At least 28 people in New Zealand have had their lives ended by euthanasia or assisted suicide in the three months since the practice became legal.
The law that allows assisted suicide and euthanasia came into effect in November 2021 following a referendum on the matter a year earlier. The Ministry of Health in New Zealand has just released data showing that from 7 November 2021, when the law came into force, until 31 January this year, at least 28 people have ended their lives by assisted suicide or euthanasia. As the data is updated on a weekly basis, that figure may have increased.
The change in law, which permitted assisted suicide or euthanasia, saw New Zealand join a very small group of countries – including the Netherlands and Canada – which already allow doctors to end the lives of their patients.
A binding referendum
Ahead of the referendum, legal risk lawyers and healthcare professionals expressed deep concern with the legislation and its lack of safeguards.
These include: no assessment to check individuals aren’t being coerced into assisted dying or euthanasia; no mental health checks or support; concerns about pressure to choose death due to lack of options; and a potential lack of equal access to good palliative care.
Polling suggests that 80% of those who voted in the assisted suicide referendum misunderstood what the law would actually do.
According to group Euthanasia-Free NZ: “Polling during the advance voting period showed that 80% of New Zealand adults were misunderstanding what the End of Life Choice Act would legalise”.
“Only 20% of respondents knew that this Act would not make it legal to turn off machines that are keeping people alive”. [emphasis original]
Executive Officer of Euthanasia-Free NZ, Renée Joubert, said: “It seems that most New Zealanders voted for an end-of-life choice that is in fact already legal”.
Numbers started small but “soared over time”
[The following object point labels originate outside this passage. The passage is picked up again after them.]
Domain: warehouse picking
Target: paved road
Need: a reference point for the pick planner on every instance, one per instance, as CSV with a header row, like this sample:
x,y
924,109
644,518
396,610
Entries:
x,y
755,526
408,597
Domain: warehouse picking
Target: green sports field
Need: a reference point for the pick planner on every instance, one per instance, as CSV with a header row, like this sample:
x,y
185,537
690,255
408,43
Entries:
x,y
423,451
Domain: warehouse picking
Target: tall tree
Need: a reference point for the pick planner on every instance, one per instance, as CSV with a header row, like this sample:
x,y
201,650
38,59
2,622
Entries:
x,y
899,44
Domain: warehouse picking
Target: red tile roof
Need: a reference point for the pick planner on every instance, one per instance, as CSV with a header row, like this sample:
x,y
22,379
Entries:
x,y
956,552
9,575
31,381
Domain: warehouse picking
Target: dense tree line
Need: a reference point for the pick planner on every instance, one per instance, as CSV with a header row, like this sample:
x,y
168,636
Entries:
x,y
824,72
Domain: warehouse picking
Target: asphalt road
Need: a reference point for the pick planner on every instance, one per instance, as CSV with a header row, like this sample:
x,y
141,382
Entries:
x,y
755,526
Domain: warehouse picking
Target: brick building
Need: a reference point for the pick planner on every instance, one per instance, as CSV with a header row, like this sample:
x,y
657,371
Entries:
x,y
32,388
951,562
As the Guardian reports, in other countries where numbers of those who end their lives by euthanasia or assisted suicide “started slowly”, they “soared over time”. Figures from Switzerland, for example, have shown that the numbers of people who underwent assisted suicide rose steadily year-on-year, from 187 in 2003 to 965 in 2015”.
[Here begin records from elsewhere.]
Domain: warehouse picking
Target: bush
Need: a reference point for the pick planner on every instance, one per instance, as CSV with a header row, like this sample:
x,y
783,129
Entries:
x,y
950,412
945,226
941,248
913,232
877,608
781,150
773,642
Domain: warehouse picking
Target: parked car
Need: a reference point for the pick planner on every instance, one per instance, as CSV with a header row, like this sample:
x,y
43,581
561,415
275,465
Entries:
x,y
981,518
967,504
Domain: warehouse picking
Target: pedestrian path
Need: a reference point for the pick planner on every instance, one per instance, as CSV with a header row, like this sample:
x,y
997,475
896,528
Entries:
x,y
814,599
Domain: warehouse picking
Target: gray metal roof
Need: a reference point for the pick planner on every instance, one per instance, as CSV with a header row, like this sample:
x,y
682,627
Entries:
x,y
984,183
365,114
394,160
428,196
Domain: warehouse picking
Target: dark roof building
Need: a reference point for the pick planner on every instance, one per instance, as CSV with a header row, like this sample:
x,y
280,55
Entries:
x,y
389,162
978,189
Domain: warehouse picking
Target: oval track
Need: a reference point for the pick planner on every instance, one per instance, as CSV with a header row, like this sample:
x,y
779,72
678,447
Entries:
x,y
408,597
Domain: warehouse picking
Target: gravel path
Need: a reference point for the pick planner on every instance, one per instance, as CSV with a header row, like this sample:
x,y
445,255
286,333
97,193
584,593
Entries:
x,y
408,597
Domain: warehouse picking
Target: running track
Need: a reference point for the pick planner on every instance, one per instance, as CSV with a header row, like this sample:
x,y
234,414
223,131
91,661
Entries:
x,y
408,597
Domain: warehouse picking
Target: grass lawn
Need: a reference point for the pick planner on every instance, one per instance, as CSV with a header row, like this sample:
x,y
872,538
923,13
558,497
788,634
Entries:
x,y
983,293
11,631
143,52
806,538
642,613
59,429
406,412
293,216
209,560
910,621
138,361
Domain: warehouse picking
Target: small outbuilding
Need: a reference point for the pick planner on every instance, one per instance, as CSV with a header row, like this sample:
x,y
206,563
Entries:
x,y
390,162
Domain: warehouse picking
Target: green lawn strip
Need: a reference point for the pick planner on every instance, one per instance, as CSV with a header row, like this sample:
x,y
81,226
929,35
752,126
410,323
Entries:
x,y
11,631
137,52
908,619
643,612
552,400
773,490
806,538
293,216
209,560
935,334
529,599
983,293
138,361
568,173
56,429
Right To Life UK spokesperson, Catherine Robinson, said: “The passing and coming into effect of this law will one day be recognised for the tragedy it is. We know that if there were 28 non-assisted suicides over this period, the politicians and people of New Zealand would recognise this as a profound sadness. Yet, because their lives were ended by a medically assisted suicide or euthanasia, we fail to recognise that this is any less sad”.
“The law creates the illusion that there is some great difference between a suicide, and an assisted suicide or euthanasia. But there isn’t. The New Zealand assisted suicide and euthanasia legislation says that the lives of those who are terminally ill are not worth living. It says that it is not worth offering them the same protection that we offer to everyone else”.